Senator Mondale's core belief in "the freedoms fundamental to American life" led him to cosponsor the Equal Rights Amendment in 1972: "We have made great strides in this country in recent decades toward eliminating the legal basis for discrimination against members of minority groups. But we still have a long way to go to provide the same protection to the majority of our population—the 51 percent who are women.... Discrimination against women is a documented, proven fact in many aspects of American life and a cruel reality that mars the ambitions of untold numbers of American women."[13] In 1973 he introduced the Women's Educational Equity Act, "seeking to eliminate discrimination in many phases of education."[14] Two years later he introduced the Women's Vocational Education Amendments which provided "a new and much-needed emphasis on women's roles within the vocational education system," and aimed "to eliminate existing barriers to the full participation of both sexes in vocational education programs."[15]

Endnotes
  1. 89th Cong., 1st sess., Congressional Record 111 (March 8, 1965) at 4350-4352.
  2. 89th Cong., 1st sess., Congressional Record 111 (August 17, 1965) at 20625.
  3. 91st Cong., 2nd sess., Congressional Record 116 (February 17, 1970) at 3581.
  4. 91st Cong., 2nd sess., Congressional Record 116 (February 19, 1970) at 4133.

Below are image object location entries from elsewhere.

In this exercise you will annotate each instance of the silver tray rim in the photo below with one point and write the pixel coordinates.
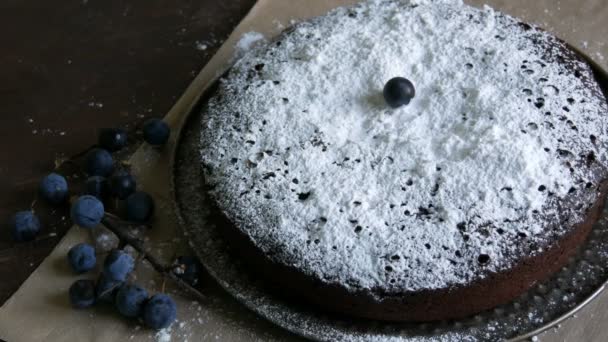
(600, 73)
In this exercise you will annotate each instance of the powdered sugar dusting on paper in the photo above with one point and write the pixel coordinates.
(304, 155)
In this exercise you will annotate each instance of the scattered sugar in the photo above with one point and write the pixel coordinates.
(163, 335)
(248, 41)
(340, 186)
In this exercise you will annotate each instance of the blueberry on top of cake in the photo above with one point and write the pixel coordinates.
(495, 163)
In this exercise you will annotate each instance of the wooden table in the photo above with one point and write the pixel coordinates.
(69, 67)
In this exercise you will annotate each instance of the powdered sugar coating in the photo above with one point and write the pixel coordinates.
(302, 154)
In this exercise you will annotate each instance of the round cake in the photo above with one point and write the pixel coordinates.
(483, 185)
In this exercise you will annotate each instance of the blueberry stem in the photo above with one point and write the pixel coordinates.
(117, 229)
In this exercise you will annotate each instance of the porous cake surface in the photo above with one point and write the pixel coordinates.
(499, 154)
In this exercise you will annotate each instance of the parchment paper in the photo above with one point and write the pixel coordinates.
(40, 310)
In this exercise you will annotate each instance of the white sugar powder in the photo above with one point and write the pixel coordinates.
(309, 161)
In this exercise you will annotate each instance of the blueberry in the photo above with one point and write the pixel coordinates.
(97, 186)
(130, 300)
(106, 288)
(160, 311)
(82, 293)
(87, 211)
(25, 226)
(118, 265)
(140, 207)
(99, 162)
(122, 184)
(112, 139)
(82, 257)
(54, 188)
(188, 268)
(399, 91)
(156, 132)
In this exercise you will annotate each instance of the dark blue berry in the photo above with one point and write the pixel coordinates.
(156, 132)
(87, 211)
(82, 293)
(54, 188)
(99, 162)
(140, 207)
(130, 300)
(122, 184)
(82, 257)
(188, 268)
(25, 226)
(160, 311)
(97, 186)
(399, 91)
(112, 139)
(107, 288)
(118, 265)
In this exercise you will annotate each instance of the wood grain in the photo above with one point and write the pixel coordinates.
(71, 67)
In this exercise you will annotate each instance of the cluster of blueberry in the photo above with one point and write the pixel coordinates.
(88, 211)
(130, 299)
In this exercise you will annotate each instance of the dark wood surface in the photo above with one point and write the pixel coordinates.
(70, 67)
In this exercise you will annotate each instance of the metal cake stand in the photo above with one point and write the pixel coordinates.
(541, 308)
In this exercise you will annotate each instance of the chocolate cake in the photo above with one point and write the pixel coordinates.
(484, 184)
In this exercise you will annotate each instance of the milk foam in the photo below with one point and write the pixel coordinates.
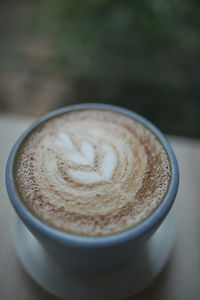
(92, 172)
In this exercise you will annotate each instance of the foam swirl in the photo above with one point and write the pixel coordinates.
(92, 172)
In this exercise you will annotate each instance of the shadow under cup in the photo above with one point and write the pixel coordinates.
(92, 254)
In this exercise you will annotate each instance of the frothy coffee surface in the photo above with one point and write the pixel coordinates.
(92, 172)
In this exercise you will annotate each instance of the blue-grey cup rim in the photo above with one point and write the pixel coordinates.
(134, 233)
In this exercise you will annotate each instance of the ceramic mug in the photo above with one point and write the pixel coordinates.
(93, 254)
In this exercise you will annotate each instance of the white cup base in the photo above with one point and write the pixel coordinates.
(116, 285)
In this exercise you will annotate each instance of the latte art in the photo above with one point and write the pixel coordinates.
(92, 172)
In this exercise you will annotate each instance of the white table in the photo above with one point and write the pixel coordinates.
(180, 280)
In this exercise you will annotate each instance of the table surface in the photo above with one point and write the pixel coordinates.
(180, 279)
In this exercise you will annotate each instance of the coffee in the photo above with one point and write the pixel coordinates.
(92, 172)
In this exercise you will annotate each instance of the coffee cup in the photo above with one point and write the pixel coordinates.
(92, 253)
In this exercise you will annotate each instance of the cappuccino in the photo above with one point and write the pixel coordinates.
(92, 172)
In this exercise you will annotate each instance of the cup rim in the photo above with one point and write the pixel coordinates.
(134, 233)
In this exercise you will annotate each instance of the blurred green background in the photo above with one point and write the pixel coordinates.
(143, 55)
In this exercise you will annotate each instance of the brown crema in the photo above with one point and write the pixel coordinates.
(92, 172)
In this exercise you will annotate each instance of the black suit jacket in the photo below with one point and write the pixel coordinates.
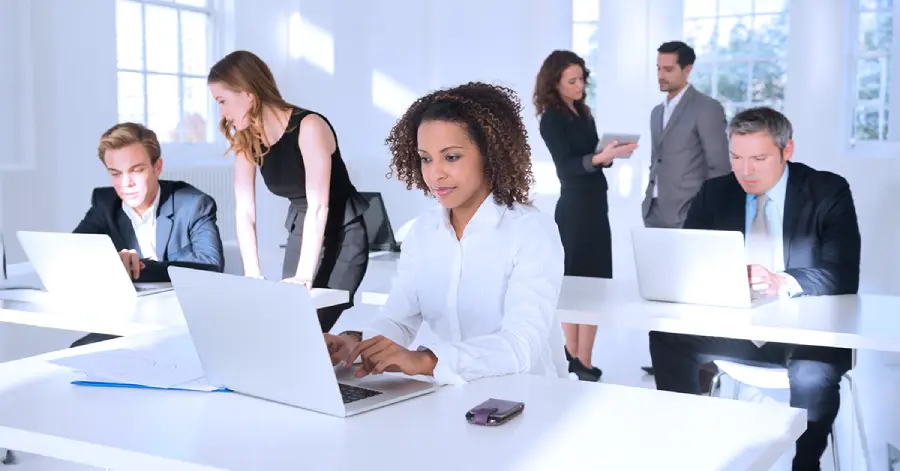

  5. 91st Cong., 2nd sess., Congressional Record 116 (February 19, 1970) at 4137.
  6. 90th Cong., 2nd sess., Congressional Record 114 (September 23, 1968) at 27823.
  7. 91st Cong., 2nd sess., Congressional Record 116 (March 20, 1970) at 8384.
  8. 91st Cong., 2nd sess., Congressional Record 116 (December 31, 1970) at 44418.
  9. 91st Cong., 2nd sess., Congressional Record 116 (February 28, 1970) at 5378.
  10. 92nd Cong., 2nd sess., Congressional Record 118 (February 18, 1972) at 4577.
  11. 92nd Cong., 2nd sess., Congressional Record 118 (May 24, 1972) at 18845.
  12. 92nd Cong., 2nd sess., Congressional Record 118 (May 24, 1972) at 18846.
  13. 92nd Cong., 2nd sess., Congressional Record 118 (March 17, 1972) at 8894.
  14. 93rd Cong., 1st sess., Congressional Record 119 (October 2, 1973) at 32484.
  15. 94th Cong., 1st sess., Congressional Record 121 (November 3, 1975) at 34668.